BECCA STEVENS
Chaplain, St. Augustine’s Chapel, Vanderbilt Campus
An excerpt from Becca’s latest book, Hither and Yon: A Travel Guide for the Spiritual Journey:
One gift of my inability to hang on to things is that my family doesn’t have a key to our house. The door is always open. Though we have had three cars stolen from the driveway, no one has ever entered the house unless invited. I think the reason is that people are always around. We have home church every week, and our children have friends over all the time to skateboard or play. My husband writes most of his music in our front room, and people are meeting and working around the house almost every day. The unplanned result is that community has replaced the security system. Whatever we have in our house is shared with anyone who walks through the door.
Becca Stevens is a writer and Episcopal priest whose concept of community is something she lives and shares every day. Whether it be with the eclectic congregation of St. Augustine’s Chapel on Vanderbilt University, or with the women of Magdalene, an organization she founded to help women with a criminal history of prostitution and drug addiction, or with the growing friends she is making in far-off places through her books, blog, traveling and speaking engagements, Becca believes deeply that community is something to be nurtured through love, justice, and open doors.
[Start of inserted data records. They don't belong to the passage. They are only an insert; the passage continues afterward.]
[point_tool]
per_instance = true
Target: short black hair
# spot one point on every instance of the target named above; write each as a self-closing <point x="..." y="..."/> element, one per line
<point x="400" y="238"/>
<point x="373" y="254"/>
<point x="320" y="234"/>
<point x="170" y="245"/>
With an Episcopal priest as a father and a mother who directed an outreach center for senior citizens and low-income children, Becca was given the legacy of service through parents who, in her words, “lived generously and didn’t make a fuss about it.” Asked about her parents, Becca responds, “My dad was killed by a drunk driver in the fall of 1968, but he left me a legacy to not only give to those who are in need, but to do it generously. His tragic death has reminded me that life is tender and precious.” Becca’s mom, who died suddenly 10 years ago, was highly regarded in the community for her compassion, hard work and practical approach to service. Says Becca, ”My mom raised five children on her own after my dad died, all the while running St. Luke’s Community Center. She taught us to share, forgive, appreciate the gifts of nature, and to be our brother’s keeper - and that there is always time to make crafts and play. As a leader she was also an amazing example that sometimes you have to just take it on the chin and keep going.”
This commitment to generously serve, with little fuss, has helped Becca, with generous support from the community, establish a partnership between St. Augustine’s Chapel and San Eduardo in Ecuador to build and support a rural school; support a nursing program for an AIDS hospice in Botswana; and recently establish a center for contemplative justice that houses programs such as a chapter of Mobile Loaves & Fishes, which serves the homeless population in Nashville. To date, Rev. Stevens has raised over $9 million for the organizations she supports. Becca has won numerous awards such as the Frist Foundation’s award for ‘Innovation in Action,’ the Academy of Women in Achievement, the ‘Alumnus of the Year’ from University of the South’s School of Theology and ‘Tennessean of the Year’ by The Tennessean in 2005. In addition to numerous articles, Becca has written three books for Abingdon Press; Sanctuary, her last book, was one of Christianity Today’s Top 5 Spiritual Books of 2005. Her newest book, Hither & Yon: A Travel Guide for the Spiritual Journey, was released fall 2007.
Becca resides in Nashville with her husband, Grammy-winning songwriter, Marcus Hummon, and their three sons, Levi, Caney and Moses.